Li Ho had made luncheon, Li Ho had brought tea. Otherwise Li Ho had left her alone. About one thing only had he been fussy. She must not sleep in her old room. It was not aired. It needed “heap scrub.” He had arranged, he said, a little tent “all velly fine.” desire was passive. She did not care where she slept.
When bedtime had come, Li Ho had taken her to the tent. It was cozily hidden in the bush and, as he had promised, quite comfortable. But she thought his manner odd. “Are you nervous, Li Ho?” she asked with a smile.
The Chinaman blinked rapidly, disdaining reply. But in his turn asked a question—his first since her arrival. Had the honorable Professor Spence received an insignificant parcel? Desire replied vaguely that she did not know. What was in the parcel?
“Velly implotant plasel,” said Li Ho gravely. “Honorable husband arrive plenty click when read um insides.”
There had seemed no sense to this. But Desire did not argue. She did not even attend very carefully when Li Ho added certain explanations. He had found, it appeared, some papers which had belonged to her mother and had felt it his duty to send them on.
“Where did you find them, Li Ho?”
Instead of answering this, Li Ho, after a moment’s hesitation, had produced from some recess of his old blue coat an envelope which he handled with an air of awed respect.
“Li Ho find more plasel too. Pletty soon put um back. Honorable Boss indulge in fit if missing.”
“Which means that it belongs to father and that you have—borrowed it?” suggested she, delicately.
“No b’long him. B’long you,” said Li Ho, thrusting the packet into her hand. And, as if fearful of being questioned further, he had taken the candle and departed.
“Leave me the candle, Li Ho,” she had called to him. But he had not returned. And a candle is a small matter. She was used to undressing in the dusk. Almost at once she had fallen asleep.
Now in the morning, as she lay and watched the shadows of the leaves, she remembered that, though he had taken the candle, he had left the letter. It lay there on the strip of old carpet beside her cot. Desire withdrew her attention from the leaves and picked it up. With a little thrill she saw that Li Ho had been right. It was her own name which was written across the envelope . . .

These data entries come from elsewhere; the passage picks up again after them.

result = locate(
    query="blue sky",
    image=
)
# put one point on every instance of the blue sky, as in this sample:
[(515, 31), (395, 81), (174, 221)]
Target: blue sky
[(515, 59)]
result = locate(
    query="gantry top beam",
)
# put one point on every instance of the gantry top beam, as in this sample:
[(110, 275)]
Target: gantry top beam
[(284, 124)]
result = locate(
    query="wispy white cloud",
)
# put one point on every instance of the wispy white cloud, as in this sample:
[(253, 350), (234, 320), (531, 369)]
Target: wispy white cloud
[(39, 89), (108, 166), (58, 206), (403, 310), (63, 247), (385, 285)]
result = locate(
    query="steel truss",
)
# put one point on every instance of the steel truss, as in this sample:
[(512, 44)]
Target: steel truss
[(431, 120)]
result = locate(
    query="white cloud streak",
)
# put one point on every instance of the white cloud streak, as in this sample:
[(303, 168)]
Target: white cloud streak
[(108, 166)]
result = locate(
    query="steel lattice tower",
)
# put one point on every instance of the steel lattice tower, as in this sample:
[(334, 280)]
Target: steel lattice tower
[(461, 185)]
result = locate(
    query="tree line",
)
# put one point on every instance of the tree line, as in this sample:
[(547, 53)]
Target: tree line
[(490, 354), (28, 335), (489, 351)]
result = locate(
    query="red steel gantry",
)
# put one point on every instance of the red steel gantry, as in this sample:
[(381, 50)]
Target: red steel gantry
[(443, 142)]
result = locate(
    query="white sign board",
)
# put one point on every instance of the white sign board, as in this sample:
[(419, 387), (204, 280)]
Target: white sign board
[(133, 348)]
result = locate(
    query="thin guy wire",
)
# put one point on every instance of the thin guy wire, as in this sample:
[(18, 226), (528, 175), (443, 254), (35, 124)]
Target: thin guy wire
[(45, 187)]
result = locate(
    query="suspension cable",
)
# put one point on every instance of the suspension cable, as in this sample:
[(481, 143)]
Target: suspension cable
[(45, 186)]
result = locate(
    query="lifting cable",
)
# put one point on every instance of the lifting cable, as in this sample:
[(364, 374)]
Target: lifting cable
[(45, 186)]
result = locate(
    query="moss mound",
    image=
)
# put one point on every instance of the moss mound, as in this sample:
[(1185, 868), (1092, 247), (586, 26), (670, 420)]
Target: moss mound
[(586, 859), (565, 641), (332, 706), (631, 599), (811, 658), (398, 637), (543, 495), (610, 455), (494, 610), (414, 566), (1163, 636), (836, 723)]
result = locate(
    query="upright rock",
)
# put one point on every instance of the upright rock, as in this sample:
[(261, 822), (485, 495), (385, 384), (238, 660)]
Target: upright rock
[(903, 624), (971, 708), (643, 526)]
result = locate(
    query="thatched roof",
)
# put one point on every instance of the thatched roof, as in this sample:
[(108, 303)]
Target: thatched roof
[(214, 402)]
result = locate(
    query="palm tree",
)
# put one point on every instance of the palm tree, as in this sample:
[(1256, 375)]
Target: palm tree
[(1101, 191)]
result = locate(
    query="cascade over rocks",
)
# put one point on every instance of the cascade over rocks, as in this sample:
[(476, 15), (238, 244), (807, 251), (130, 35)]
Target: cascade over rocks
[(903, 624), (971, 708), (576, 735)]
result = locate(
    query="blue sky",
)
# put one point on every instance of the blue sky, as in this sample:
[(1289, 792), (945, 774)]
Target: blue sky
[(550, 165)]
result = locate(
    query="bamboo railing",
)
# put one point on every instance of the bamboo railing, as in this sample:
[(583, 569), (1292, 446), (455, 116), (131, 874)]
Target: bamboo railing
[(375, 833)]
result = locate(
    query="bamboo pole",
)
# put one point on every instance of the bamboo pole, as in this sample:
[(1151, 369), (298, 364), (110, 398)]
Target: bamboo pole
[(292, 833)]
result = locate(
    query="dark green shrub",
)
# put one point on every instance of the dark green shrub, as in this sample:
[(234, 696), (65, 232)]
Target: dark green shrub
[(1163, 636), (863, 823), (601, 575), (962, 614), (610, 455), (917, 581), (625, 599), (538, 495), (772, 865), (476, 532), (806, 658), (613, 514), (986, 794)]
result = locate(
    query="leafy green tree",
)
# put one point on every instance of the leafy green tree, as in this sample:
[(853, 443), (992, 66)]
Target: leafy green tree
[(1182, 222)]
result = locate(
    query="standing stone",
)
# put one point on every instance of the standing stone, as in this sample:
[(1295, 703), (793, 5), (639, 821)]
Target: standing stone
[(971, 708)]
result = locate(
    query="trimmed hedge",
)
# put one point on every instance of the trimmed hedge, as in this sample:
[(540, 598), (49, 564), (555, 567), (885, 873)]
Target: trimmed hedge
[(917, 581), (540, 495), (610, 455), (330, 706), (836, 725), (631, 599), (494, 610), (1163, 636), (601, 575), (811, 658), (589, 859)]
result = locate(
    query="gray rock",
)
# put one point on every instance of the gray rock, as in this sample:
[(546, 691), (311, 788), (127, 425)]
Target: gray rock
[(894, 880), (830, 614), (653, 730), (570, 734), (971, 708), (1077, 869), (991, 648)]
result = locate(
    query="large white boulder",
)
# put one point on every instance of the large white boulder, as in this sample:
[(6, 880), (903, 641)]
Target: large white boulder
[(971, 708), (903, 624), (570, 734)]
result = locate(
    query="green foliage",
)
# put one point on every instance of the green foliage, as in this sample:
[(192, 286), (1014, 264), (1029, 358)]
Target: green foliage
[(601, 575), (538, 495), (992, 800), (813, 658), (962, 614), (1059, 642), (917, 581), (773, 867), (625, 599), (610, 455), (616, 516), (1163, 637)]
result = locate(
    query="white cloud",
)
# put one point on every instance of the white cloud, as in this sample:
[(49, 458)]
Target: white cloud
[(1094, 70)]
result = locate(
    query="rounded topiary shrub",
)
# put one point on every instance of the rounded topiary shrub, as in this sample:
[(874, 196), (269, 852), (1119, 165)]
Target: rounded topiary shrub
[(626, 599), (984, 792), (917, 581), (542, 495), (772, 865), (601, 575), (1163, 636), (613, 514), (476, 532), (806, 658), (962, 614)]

Her own name, faded yet clear on a wrinkled envelope yellowed at the edges. The seal of the envelope had been broken. . . .
Sometime in her childhood Desire must have seen her mother’s writing. Conscious memory of it was gone, but in the deeper recesses of her mind there must have lingered some recognition which quickened her heart at sight of it.
A letter from the dead? No wonder Li Ho had handled it with reverence. With trembling fingers the girl drew it from its violated covering.